Un livret de douze pages, dans lequel chaque personne souffrant de troubles psychiques peut indiquer ses souhaits en cas d’hospitalisation et les caractéristiques qui lui sont propres, qu’elles soient liées ou non à la maladie. Le kit « Mon GPS », pour « Guide de prévention et de soins en santé mentale », est à la psychiatrie ce que les directives anticipées, introduites par la loi « Leonetti » de 2005, sont à la fin de vie. Le premier n’a pas de caractère légal alors que les secondes s’imposent au corps médical, mais les deux poursuivent le même objectif : mieux prendre en compte les volontés de la personne dans l’hypothèse où celle-ci n’est plus à même de consentir aux soins. L’outil a été développé par deux psychologues cliniciennes, Ofelia Lopez Hernandez et Marie Condemine, en partenariat avec le pôle « Paris 12 » des Hôpitaux de Saint-Maurice. « On travaillait dans un foyer post-cure du GHU Paris neurosciences, dans une démarche de réhabilitation sociale, lorsqu’on a commencé en 2018 à réfléchir à cet outil. On cherchait ainsi à mieux préparer les résidents à la sortie et à prévenir les crises et les rechutes », explique Ofelia Lopez Hernandez.
A travers une revue de littérature scientifique, les deux consœurs ont démontré les vertus des directives anticipées en psychiatrie et des plans de crise conjoints : ces outils sont éthiques mais aussi thérapeutiques. D’abord, ils renforcent le respect des droits des patients, consacrés par la loi « Kouchner » de 2002. Ensuite, ils contribuent concrètement à diminuer les soins sans consentement, les mesures d’isolement et de contention. Ils sont enfin pour les usagers source d’« empowerment », en favorisant leur implication dans les soins et leur pouvoir d’agir sur leur maladie. Peu investies en France, ces directives anticipées en psychiatrie ont été développées en Suisse, en Allemagne ou encore en Espagne. Seuls défauts, objecte Ofelia Lopez Hernandez, « elles ont souvent été créées par des professionnels, sont centrées sur la crise et ne parviennent pas à s’implanter durablement dans les usages ». D’où la volonté de créer un outil francophone qui dépasserait ces limites et serait utilisable dans la vie quotidienne comme lors d’une hospitalisation.
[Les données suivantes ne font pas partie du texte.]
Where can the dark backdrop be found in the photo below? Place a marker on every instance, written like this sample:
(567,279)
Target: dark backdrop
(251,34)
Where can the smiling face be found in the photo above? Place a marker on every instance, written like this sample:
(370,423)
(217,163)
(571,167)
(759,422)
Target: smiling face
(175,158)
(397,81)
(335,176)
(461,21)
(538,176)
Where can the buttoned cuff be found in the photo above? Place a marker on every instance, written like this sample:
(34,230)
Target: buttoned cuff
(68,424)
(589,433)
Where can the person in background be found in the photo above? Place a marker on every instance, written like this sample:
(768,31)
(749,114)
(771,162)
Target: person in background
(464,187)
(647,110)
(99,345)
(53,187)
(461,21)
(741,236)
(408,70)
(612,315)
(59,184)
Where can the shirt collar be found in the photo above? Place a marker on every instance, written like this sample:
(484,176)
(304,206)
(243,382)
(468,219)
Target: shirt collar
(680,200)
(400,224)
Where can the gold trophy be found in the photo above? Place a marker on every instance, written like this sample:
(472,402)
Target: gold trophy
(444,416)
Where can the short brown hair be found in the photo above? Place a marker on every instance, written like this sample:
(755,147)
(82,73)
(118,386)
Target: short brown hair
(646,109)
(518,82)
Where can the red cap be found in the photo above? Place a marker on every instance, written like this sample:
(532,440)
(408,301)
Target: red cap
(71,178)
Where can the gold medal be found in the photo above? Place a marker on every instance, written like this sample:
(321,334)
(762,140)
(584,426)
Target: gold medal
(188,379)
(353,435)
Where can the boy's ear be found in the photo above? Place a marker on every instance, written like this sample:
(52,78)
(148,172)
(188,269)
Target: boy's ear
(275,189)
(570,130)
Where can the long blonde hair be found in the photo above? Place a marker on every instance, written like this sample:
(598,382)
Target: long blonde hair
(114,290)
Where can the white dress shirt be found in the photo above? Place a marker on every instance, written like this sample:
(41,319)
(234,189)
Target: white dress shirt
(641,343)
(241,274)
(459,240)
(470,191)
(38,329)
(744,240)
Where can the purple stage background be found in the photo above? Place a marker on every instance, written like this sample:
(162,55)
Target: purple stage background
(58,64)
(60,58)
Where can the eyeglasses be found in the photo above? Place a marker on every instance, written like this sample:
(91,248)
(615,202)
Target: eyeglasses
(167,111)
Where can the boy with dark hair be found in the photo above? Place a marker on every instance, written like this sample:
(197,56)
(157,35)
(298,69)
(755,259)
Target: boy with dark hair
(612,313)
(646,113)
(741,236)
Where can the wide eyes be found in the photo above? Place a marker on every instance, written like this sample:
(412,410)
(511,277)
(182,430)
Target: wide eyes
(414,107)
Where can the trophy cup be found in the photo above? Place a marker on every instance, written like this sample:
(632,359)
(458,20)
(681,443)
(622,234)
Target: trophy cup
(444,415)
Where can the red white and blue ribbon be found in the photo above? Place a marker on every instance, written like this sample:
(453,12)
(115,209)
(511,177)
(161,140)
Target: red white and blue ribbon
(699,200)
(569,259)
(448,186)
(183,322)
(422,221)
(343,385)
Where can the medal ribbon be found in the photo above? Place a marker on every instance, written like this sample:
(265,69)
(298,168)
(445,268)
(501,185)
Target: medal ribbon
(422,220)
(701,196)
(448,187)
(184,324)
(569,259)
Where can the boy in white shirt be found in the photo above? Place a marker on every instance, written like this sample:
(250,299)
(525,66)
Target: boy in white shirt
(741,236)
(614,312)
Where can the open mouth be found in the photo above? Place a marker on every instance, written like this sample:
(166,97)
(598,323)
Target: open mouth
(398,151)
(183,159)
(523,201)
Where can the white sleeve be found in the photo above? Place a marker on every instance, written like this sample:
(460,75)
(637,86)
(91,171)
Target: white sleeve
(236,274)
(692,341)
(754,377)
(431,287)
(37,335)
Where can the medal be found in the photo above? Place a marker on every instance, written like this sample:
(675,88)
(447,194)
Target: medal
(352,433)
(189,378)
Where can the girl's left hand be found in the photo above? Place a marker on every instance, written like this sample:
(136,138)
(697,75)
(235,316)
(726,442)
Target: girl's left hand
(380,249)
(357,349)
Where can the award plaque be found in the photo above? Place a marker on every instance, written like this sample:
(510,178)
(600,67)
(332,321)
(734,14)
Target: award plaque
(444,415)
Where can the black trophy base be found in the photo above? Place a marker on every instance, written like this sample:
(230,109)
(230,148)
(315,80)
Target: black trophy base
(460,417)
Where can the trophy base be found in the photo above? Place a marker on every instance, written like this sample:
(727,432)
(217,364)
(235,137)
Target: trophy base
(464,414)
Pour impliquer le maximum de partenaires, le GPS a été imaginé selon une démarche participative. « On a travaillé avec les usagers et les professionnels du sanitaire et du médico-social – des centres médico-psychologiques, des établissements et services d’aide par le travail ou encore des foyers d’accueil médicalisé – mais aussi avec l’Unafam [Union de familles et amis de personnes malades et/ou handicapées psychiques] pour avoir le point de vue des proches. » En résulte une version finale où les besoins de l’usager restent au centre du dispositif. Est ainsi renseignée une série d’éléments sur la vie quotidienne, sur les ressources dont dispose la personne pour aller mieux, sur l’entourage en capacité de la soutenir et sur ses traitements médicamenteux. La personne peut préciser ses expériences passées, ce qu’elle souhaite ou ne souhaite pas en cas d’hospitalisation, ce qui la perturbe ou l’agace (porter un pyjama, ne pas fumer…). Le livret n’est pas lié au diagnostic médical : toute personne, même celle connaissant mal ses troubles, peut le remplir. A condition que sa capacité de jugement ne soit pas altérée au moment de sa rédaction.
Téléchargeable gratuitement, le kit a été mis en ligne fin 2020 sur le site du groupement de coopération sanitaire Psycom, spécialisé dans l’information en santé mentale. Il est accompagné de trois notices : une dédiée aux personnes concernées, une autre aux professionnels et la dernière aux proches. Objectif : que le maximum d’acteurs s’en empare, notamment les professionnels du secteur social et médico-social, nombreux à accompagner des personnes en souffrance psychique. Un « Guide de réflexion sur l’implantation du kit dans les services de soins et d’accompagnement » sera également diffusé dans un second temps. Signe de sa pertinence, le kit « Mon GPS » a reçu, en 2020, le prix du jury au concours « Droits des usagers de la santé », organisé par le ministère des Solidarités et de la Santé. L’ARS Ile-de-France lui a également décerné le label Droits des usagers de la santé 2020. Reste désormais à communiquer pour généraliser l’utilisation de ce GPS, véritable boussole éthique de la prévention et des soins en psychiatrie.